ASCOLI PICENO – L’azienda deve un risarcimento al lavoratore colpito da infarto nel caso in cui vi sia un ritardo nel chiamare i soccorsi. Lo ha stabilito la sezione Lavoro della Cassazione, respingendo un ricorso di Poste Italiane, condannata in appello a pagare un risarcimento da 175mila per danno biologico.

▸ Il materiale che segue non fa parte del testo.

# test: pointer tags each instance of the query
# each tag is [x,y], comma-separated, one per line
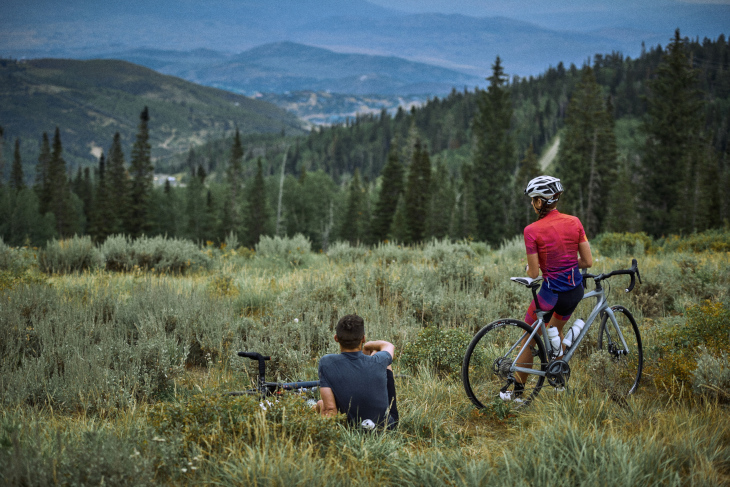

Il dipendente, nel 2001, durante l’orario di lavoro si era sentito male, ma – come si legge in sentenza (n.26751) – il suo superiore aveva “volutamente cercato di impedire e cosi’ aveva ritardato” la chiamata di un’ambulanza per soccorrerlo. La prima pronuncia, del tribunale di Ascoli Piceno, aveva disposto un risarcimento a carico delle Poste di minore entita’: 15mila euro per ‘lesione della dignita’ personale’. La Corte di appello di Ancona aveva invece collegato il ritardo dell’ambulanza al danno cardiaco riportato dal lavoratore. Un ritardo dovuto, secondo i giudici d’appello, in parte al comportamento del superiore che si era “fisicamente opposto a che venisse chiamato il Pronto Soccorso”, in parte alla struttura sanitaria. La Cassazione sottolinea che “con motivazione immune da vizi logico-giuridici la sentenza impugnata ha accertato che il gradiente di danno biologico conseguente al ritardo delle terapie dovute all’infartuato e’ stato pari al 50%. A sua volta
tale ritardo vi e’ stato sia nel chiamare l’ambulanza dall’ufficio” sia “in seguito da parte della struttura sanitaria”. La Corte d’Appello, secondo la Cassazione, ha ben chiarito che il comportamento dell’azienda, “tramite il superiore” del lavoratore, “ha avuto efficacia causale rispetto non gia’ all’infarto del miocardio, ma all’entita’ del danno derivante dal ritardo nei soccorsi” e “chiunque concorra a determinare il danno ingiusto e’ tenuto, in solido con eventuali coautori, al risarcimento integrale del danno, danno da ritardo dei soccorsi, in caso di specie”.